To get inside the theatre, we walk down a filthy alley, step around trash cans and over drunks, push our way past eager prostitutes, then enter the back of the building and find our seat in the dark. A white toilet sits smack dab in the middle of Danila Korogodsky's symbolic black set. On the toilet under a spotlight sits a sloppy drunk swilling beer. We have entered the gritty, take-no-prisoners world of poet Charles Bukowski--an angry place full of foul words, available women, and nonstop booze. That's dramatic presentation.

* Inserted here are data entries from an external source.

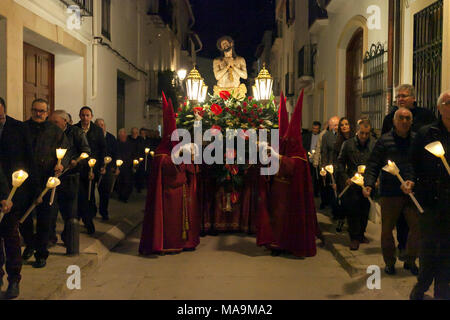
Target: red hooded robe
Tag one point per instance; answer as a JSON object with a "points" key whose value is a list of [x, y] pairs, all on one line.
{"points": [[293, 212], [166, 217]]}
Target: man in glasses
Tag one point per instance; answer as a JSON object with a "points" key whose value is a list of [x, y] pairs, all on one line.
{"points": [[406, 98], [46, 137]]}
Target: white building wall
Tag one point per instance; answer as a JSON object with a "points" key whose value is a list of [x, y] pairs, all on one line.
{"points": [[332, 44]]}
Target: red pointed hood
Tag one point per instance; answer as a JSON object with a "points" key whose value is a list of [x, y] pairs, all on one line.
{"points": [[292, 143], [283, 118], [169, 126]]}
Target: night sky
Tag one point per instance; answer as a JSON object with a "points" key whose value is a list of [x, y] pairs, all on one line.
{"points": [[244, 20]]}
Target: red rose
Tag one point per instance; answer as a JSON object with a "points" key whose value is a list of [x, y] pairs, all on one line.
{"points": [[234, 197], [216, 129], [216, 109], [225, 95]]}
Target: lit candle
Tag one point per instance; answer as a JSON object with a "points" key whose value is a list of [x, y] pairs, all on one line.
{"points": [[392, 168], [437, 149], [330, 170], [106, 161], [52, 183], [91, 163], [119, 163], [147, 151], [18, 178]]}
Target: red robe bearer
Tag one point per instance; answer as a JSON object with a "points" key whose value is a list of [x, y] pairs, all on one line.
{"points": [[292, 208], [264, 233], [167, 221]]}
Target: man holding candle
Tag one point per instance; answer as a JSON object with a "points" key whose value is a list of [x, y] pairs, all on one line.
{"points": [[15, 151], [406, 98], [104, 188], [433, 192], [395, 146], [355, 152], [67, 192], [46, 137], [87, 208]]}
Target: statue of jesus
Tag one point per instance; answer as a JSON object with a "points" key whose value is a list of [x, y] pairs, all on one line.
{"points": [[229, 68]]}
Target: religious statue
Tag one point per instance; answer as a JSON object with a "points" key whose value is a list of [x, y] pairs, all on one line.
{"points": [[229, 68]]}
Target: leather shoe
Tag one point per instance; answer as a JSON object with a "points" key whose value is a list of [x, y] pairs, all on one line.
{"points": [[390, 270], [13, 290], [354, 245], [39, 263], [416, 294], [27, 253], [411, 266]]}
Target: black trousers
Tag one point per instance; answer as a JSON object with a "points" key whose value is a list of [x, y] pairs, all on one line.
{"points": [[86, 209], [10, 253], [104, 190], [356, 208], [124, 184], [66, 203], [402, 232], [39, 239], [434, 252]]}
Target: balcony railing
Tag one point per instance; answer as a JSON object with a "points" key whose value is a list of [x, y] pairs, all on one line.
{"points": [[86, 6], [316, 12]]}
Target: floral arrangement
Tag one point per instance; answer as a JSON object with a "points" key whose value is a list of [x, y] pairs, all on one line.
{"points": [[227, 112]]}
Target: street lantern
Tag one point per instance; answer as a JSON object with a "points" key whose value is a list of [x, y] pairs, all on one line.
{"points": [[182, 74], [194, 84], [255, 92], [203, 93], [264, 84]]}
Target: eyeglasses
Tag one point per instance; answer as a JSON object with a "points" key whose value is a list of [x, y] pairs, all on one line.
{"points": [[38, 111]]}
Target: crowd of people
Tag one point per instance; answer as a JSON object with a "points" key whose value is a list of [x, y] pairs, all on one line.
{"points": [[31, 146], [355, 149]]}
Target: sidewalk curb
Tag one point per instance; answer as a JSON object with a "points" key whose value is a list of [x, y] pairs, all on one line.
{"points": [[91, 258]]}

For the next 95 minutes, a drop-dead ensemble of Cal Rep actors explores the gut-wrenching life of "L.A.'s notorious dirty old man" in one of the most powerful small theatre productions I've seen this year. Directed with passion by Joanne Gordon, this visceral journey unfolds as a pastiche of guttural prose, bawdy poetry, philosophical provocation, and shocking imagery, all set brilliantly--and unexpectedly--against Mark Abel's sound design of glorious classical music.
The 10 superb actors are constantly onstage as they rotate through various colorful characters under Nick Solyom's dramatic lighting. John Short, Mark Piatelli, and Richard Holden are breathtaking in their portrayals of Bukowski at different outrageous times in his life. Marjo-Riikka Malela is a knockout as his angry "I've-had-it" wife and his dangerous Garboesque mistress. Shaunte Caraballo and Kree Fieldsa portray a series of sensual women he bedded; Gavin Hawk, Sarah Goldblatt, Gary Grossman, and Mark Frankos fill in contemporary archetypes who are alternately comic, tragic, or frightening.
In the end, under Bukowski's crude and vulgar exterior, we discover an ardent lover of life who was constantly at war with all the sludge and desecration that filled his world. Like the Beats before him, Bukowski's poetry was a defiant cry of protest that he shouted at the top of his lungs until the day he died.